Hangar Rockin’ Reloaded

Aus einer alten Welt gefallen: Oldtimer trifft Rockabilly

Wer am vergangenen Freitag, 1. Juli nichts ahnend im Simmental unterwegs war, dürfte sich verwundert die Augen gerieben haben: In steter Folge oder sogar in kleinen Kolonnen rollten und dröhnten Fahrzeuge mit Museumswert das Tal hinauf. Vom edlen Jaguar über den rostigen 50er-Jahre Pick-up bis zum bescheidenen Opel Rekord wummerte und knatterte es auf der Kantonsstrasse. Zwischenhalt: Tankstelle in Zweisimmen. Ziel: Flugplatz St. Stephan. Zweck: Pures Vergnügen. «Hangar Rockin’ Reloaded» stand nach zwei Jahren Pause auf dem Programm – und es gab viel nachzuholen.

Aus einer alten Welt gefallen: Oldtimer trifft Rockabilly

Hangar Rockin’ Reloaded 2022

Ohne Gurt und ohne Kat

Mit Blick auf den dahinschmelzenden Plaine Morte-Gletscher wirkten die Karossen noch anachronistischer, als ihre Formen es schon verrieten: Über den Benzinverbrauch mochte keiner der Besitzer so recht reden. Ganz billig ist so ein Oldtimer sowieso nicht, da kommt es auf den Sprit für die Fahrt nach St.
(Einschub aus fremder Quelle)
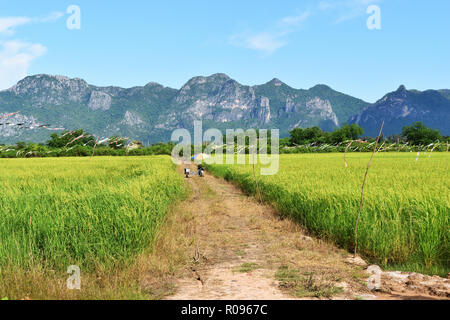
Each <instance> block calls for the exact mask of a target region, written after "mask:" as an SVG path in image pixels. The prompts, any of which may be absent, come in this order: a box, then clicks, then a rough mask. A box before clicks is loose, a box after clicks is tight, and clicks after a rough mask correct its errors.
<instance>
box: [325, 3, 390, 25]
mask: <svg viewBox="0 0 450 320" xmlns="http://www.w3.org/2000/svg"><path fill="white" fill-rule="evenodd" d="M380 2H381V0H343V1H321V2H319V5H318V9H319V10H320V11H328V12H333V13H334V14H336V15H337V18H336V20H335V22H336V23H341V22H344V21H348V20H352V19H355V18H358V17H360V16H363V15H364V14H365V13H366V9H367V7H368V6H369V5H371V4H378V3H380Z"/></svg>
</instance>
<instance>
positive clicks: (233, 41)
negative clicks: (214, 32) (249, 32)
mask: <svg viewBox="0 0 450 320" xmlns="http://www.w3.org/2000/svg"><path fill="white" fill-rule="evenodd" d="M280 38H281V36H280V35H277V34H273V33H266V32H261V33H256V34H250V33H242V34H238V35H234V36H232V37H231V38H230V44H232V45H234V46H237V47H244V48H248V49H252V50H257V51H262V52H265V53H267V54H271V53H273V52H275V51H276V50H278V49H280V48H281V47H284V46H285V45H286V44H287V42H286V41H285V40H282V39H280Z"/></svg>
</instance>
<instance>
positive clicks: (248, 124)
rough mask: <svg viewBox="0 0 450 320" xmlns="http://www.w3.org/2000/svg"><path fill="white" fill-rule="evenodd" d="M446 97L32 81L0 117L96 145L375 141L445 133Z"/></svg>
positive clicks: (228, 83)
mask: <svg viewBox="0 0 450 320" xmlns="http://www.w3.org/2000/svg"><path fill="white" fill-rule="evenodd" d="M449 97H450V90H440V91H432V90H431V91H426V92H416V91H407V90H406V89H405V88H404V87H401V88H400V89H399V90H398V91H396V92H395V93H391V94H388V95H387V96H385V97H384V98H383V99H382V100H380V101H378V102H377V103H375V104H373V105H371V104H369V103H367V102H364V101H363V100H360V99H357V98H354V97H352V96H349V95H346V94H343V93H340V92H337V91H335V90H333V89H332V88H330V87H328V86H326V85H317V86H315V87H312V88H310V89H308V90H303V89H295V88H292V87H290V86H288V85H286V84H285V83H283V82H282V81H280V80H279V79H273V80H271V81H269V82H267V83H265V84H262V85H256V86H246V85H242V84H240V83H238V82H237V81H235V80H233V79H231V78H230V77H228V76H227V75H225V74H220V73H219V74H214V75H211V76H209V77H195V78H192V79H190V80H189V81H188V82H187V83H186V84H185V85H184V86H183V87H182V88H181V89H179V90H177V89H172V88H168V87H164V86H162V85H160V84H158V83H155V82H151V83H149V84H147V85H145V86H143V87H133V88H120V87H113V86H111V87H98V86H93V85H90V84H88V83H87V82H86V81H84V80H82V79H77V78H75V79H71V78H67V77H63V76H52V75H35V76H30V77H26V78H25V79H23V80H21V81H19V82H18V83H17V84H16V85H15V86H14V87H12V88H10V89H8V90H4V91H1V92H0V115H2V114H6V113H11V112H16V111H20V113H19V114H18V115H15V116H13V117H11V118H9V119H8V120H7V121H8V122H10V123H24V122H25V123H28V124H50V125H51V126H53V127H64V128H67V129H78V128H84V129H86V130H87V131H89V132H91V133H94V134H96V135H98V136H100V137H109V136H112V135H120V136H126V137H129V138H131V139H139V140H142V141H143V142H144V143H156V142H159V141H168V140H169V139H170V136H171V133H172V131H173V130H175V129H177V128H186V129H191V128H192V126H193V121H194V120H203V125H204V129H208V128H211V127H214V128H218V129H221V130H224V129H233V128H243V129H249V128H267V129H269V128H278V129H280V133H281V135H282V136H286V135H288V133H289V131H290V130H292V129H293V128H296V127H303V128H305V127H312V126H320V127H321V128H322V129H324V130H334V129H336V128H337V127H339V126H341V125H343V124H345V123H347V122H357V123H359V124H360V125H361V126H363V128H364V129H365V130H366V133H367V134H369V135H376V133H377V132H376V128H377V127H378V124H379V122H380V120H381V119H386V121H387V126H386V130H387V132H389V133H399V132H400V131H401V126H403V125H406V124H410V123H411V122H412V121H415V120H421V121H423V122H424V123H425V124H427V125H430V126H433V127H435V128H438V129H440V130H441V131H443V133H445V132H448V128H447V127H448V126H447V125H446V124H447V123H449V122H448V112H449V108H448V106H449V103H450V100H449V99H450V98H449ZM2 121H3V120H0V123H1V122H2ZM3 122H4V121H3ZM49 134H50V132H49V131H47V130H45V129H34V130H25V129H19V127H17V126H0V143H13V142H17V141H36V142H42V141H45V140H47V139H48V137H49Z"/></svg>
Stephan auch nicht mehr an. Kein Kat, kein Gurt, keine Kopfstützen. Keine Airbags. Dafür jede Menge Spass und wer genug Leistung unter der Haube hatte, der schonte auch die Reifen nicht: «A chli stinke muess es» – diesmal nicht nach Käse, sondern nach heissem Gummi auf dem Asphalt und rauchig verbranntem Benzin.

Höhepunkt der automobilen Seeligkeit – und mit höchstem Unterhaltungswert für die Zuschauer – war natürlich das 1/8 Meilen-Rennen der betagten Maschinen mit ihren tollkühnen Piloten. Stets im Duell Auto gegen Auto: Zwei Spuren, zwei Wagen, zwei Mal Vollgas. Auf die Ermittlung eines Gewinners wurde der Einfachheit halber gleich verzichtet. Dabei sein ist alles, Hauptsache das Gaspedal kann beherzt Richtung Bodenblech gedrückt werden.

Vorwärts in die Vergangenheit

Doch die Veranstaltung nur auf die Autos zu reduzieren, wäre dann doch verfehlt. Die Fahrzeuge symbolisieren oftmals auch ein Lebensgefühl der Besitzer und das wird beim Hangar Rockin’ mit dem passenden Outfit abgerundet: Pomade und umgeschlagene Hosen bei den Herren, noble Blässe mit knallrotem Lippenstift und Steckfrisur bei den Damen. Gleich mehrere Familien waren sogar bis hin zum Kinderwagen passend ausgestattet und wer (noch) nicht passend aussah, konnte auf der Shopping-Meile neben dem Festzelt alles Nötige erhalten: Kleidung, Frisur, Accessoires.

Musikprogramm der Extraklasse

Bei so viel Blech und Chrom bestand natürlich die Gefahr, dass die auftretenden Musiker in Vergessenheit geraten. Doch was die Veranstalter aufboten, war Rockabilly und Rock’n’Roll vom Feinsten: Bereits am Samstagnachmittag im Zirkuszelt sorgte – nicht im Programm angekündigt – Sascha Kommer am Klavier für das passende Musikgefühl aus den 30er bis 50er Jahren. Auf der Hauptbühne im Hangar sorgte unter anderem das Aschaffenburger Trio Trouble in Mind für Stimmung, bevor die tschechische Band Gone Hepsville den Hangar endgültig zum Kochen brachten. Mit einer Spielfreude und Präzision, die ihresgleichen sucht und einem satten, aber ehrlich-zeitgemässen Sound konnten sie das Publikum in jeder Hinsicht überzeugen.: Rockabilly mit einem pausenlos hohen Tempo gespielt und mit der doppelten Saxofon-Besetzung klanglich abwechslungsreich und unterhaltsam, waren sie das Highlight des Abends, unterstützt von Model und Fifties-Instagram-Ikone Rina Bambina.

Für die regionalen Fans der 50er Jahre ergab sich am Schluss des Abends überraschend noch ein «Heimspiel»: Kurzfristig sprangen Rumble Jim zu später Stunde noch für die die eigentlich vorgesehene Band The Old Same Shoes ein.